取材・文・写真:オザワ部長(吹奏楽作家)

「高輪ファイトー!」「頑張れー!」
 そんな大歓声の中、さいたまスーパーアリーナの広大なフロアに、赤を基調とする衣装を身にまとった150人の部員たちが走り込んでいった。

 東海大学付属高輪台高校吹奏楽部。全日本吹奏楽コンクールや全日本マーチングコンテストなど吹奏楽連盟が主催する全国大会で何度も金賞に輝く東京の強豪バンドだ。

 着用する衣装の色から「赤い王者」とも称される高輪台だが、日本マーチングバンド協会が主催するこのマーチングバンド全国大会は、なんと今回が初出場。

 顧問の畠田貴生先生も部員たちにこう伝えていた。
「自分たちは王者じゃなくて、チャレンジャーだ」

 記念すべき挑戦者としての第一歩——2025年12月7日、名だたる全国の強豪マーチングバンドが集う「聖地」に、ついに高輪台は足を踏み入れたのだった。

悔しさを原動力に新しい歴史を作る

 吹奏楽連盟が主催する大会ではトップバンドとしての存在感を揺るぎないものにしている高輪台が、なぜ「アウェイ」とも言える新たなフィールドに挑んだのだろうか?

 実は、高輪台は昨年までもマーチングバンドの大会にエントリーしていたが、関東大会止まりだった。ところが、昨年の関東大会では、代表まで僅差の次点。全国大会にあと一歩というところまで到達した。

 今年のマーチングリーダーのひとりで、スーザフォンを担当する大宮太陽(3年)はこう語る。

「以前は、この大会に『部員全員で出られることに意義がある』という感じで出場していました。でも、去年の関東大会で惜しい結果になった後、畠田先生が『じゃあ、来年は全国大会に行くしかない』と宣言し、僕らも『やってやろう!』という気持ちになったんです」

大宮太陽さん

 吹奏楽コンクールは55人、マーチングコンテストは81人という人数制限があるが、マーチングバンドの大編成は150人まで出られる。全部員で挑戦できるということには大いに意義がある。

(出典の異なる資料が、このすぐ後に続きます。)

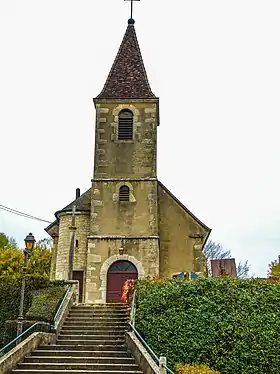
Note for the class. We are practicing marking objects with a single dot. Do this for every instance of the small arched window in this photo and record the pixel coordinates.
(124, 193)
(125, 126)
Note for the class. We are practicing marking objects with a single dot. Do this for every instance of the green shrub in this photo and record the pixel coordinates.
(194, 369)
(231, 325)
(10, 296)
(10, 331)
(45, 303)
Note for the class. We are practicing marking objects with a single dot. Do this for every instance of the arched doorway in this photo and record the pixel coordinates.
(117, 274)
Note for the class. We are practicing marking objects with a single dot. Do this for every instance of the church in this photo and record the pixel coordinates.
(127, 225)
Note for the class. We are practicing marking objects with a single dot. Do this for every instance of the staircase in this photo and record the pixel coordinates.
(92, 340)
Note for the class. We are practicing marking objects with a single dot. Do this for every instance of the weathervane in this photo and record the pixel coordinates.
(131, 1)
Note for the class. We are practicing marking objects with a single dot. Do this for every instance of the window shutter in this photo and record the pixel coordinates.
(125, 127)
(124, 193)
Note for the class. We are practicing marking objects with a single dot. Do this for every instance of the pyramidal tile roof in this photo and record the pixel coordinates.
(127, 78)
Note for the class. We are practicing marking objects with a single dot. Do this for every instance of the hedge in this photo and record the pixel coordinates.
(194, 369)
(230, 325)
(45, 303)
(9, 300)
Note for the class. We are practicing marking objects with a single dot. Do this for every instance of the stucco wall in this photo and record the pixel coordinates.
(82, 222)
(100, 249)
(178, 252)
(129, 159)
(136, 217)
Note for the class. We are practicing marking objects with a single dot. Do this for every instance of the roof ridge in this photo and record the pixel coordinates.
(127, 77)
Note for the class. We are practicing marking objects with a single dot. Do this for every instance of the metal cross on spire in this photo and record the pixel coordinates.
(131, 1)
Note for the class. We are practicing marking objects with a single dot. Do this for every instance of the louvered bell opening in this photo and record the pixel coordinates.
(124, 193)
(125, 128)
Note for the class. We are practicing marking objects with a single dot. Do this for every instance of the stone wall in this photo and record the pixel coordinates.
(129, 158)
(136, 217)
(82, 222)
(178, 250)
(103, 251)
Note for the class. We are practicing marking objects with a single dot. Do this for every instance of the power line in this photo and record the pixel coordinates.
(21, 214)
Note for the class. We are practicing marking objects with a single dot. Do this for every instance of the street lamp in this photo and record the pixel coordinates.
(29, 244)
(121, 249)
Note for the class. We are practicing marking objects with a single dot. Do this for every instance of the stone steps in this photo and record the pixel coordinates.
(79, 360)
(67, 367)
(34, 371)
(85, 347)
(92, 340)
(80, 353)
(92, 331)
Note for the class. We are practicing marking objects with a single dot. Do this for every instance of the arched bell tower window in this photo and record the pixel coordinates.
(125, 125)
(124, 193)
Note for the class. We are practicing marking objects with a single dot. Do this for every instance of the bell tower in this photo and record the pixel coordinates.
(126, 117)
(124, 203)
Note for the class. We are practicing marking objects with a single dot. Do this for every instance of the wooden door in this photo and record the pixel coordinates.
(79, 275)
(118, 273)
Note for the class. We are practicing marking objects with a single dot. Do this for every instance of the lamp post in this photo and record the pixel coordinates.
(121, 249)
(29, 244)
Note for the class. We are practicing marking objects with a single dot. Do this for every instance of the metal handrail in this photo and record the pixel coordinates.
(22, 334)
(18, 338)
(61, 304)
(132, 312)
(168, 370)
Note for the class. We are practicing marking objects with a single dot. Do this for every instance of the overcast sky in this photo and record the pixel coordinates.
(215, 66)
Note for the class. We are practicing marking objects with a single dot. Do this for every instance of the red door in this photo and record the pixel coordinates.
(118, 273)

 さらに、今年は高輪台がこの大会に闘志を燃やす理由があった。

 高輪台は「吹奏楽の甲子園」、全日本吹奏楽コンクールで昨年まで3年連続金賞だったが、今年10月の同大会は銀賞に終わったのだ。トレードマークのステージ衣装「赤ブレ」のように、華やかで目の覚めるような快演だったが、結果は願っていたものとは違っていた。

 太陽も全日本吹奏楽コンクールに出場していた。

「すべてを出しきった演奏でした。悔しい結果になってみんなも落ちこんでいる感じがありましたし、泣いている人もいました。その約2週間後がマーチングバンド関東大会だったので、みんなで『全国大会行くしかないね』と誓い合いました」

 コンクールが終わると、落ち込み続けている暇もなくマーチングシーズンが訪れる。関東大会までに残されたわずかな日々、高輪台の部員たちは抜群の切り替え力と集中力で猛練習し、本番に挑んだ。

 太陽は言う。
「全国出場がかかった大一番でしたが、高輪台の武器であるサウンドはかなりいい感じで響いていたと思います」

 高輪台は、スペインの音楽をフィーチャーしたショー《フィエスタ・エスパニョーラ》を情熱的に披露。結果はネットでの発表だったため、部員たちは学校に戻ってそのときを待った。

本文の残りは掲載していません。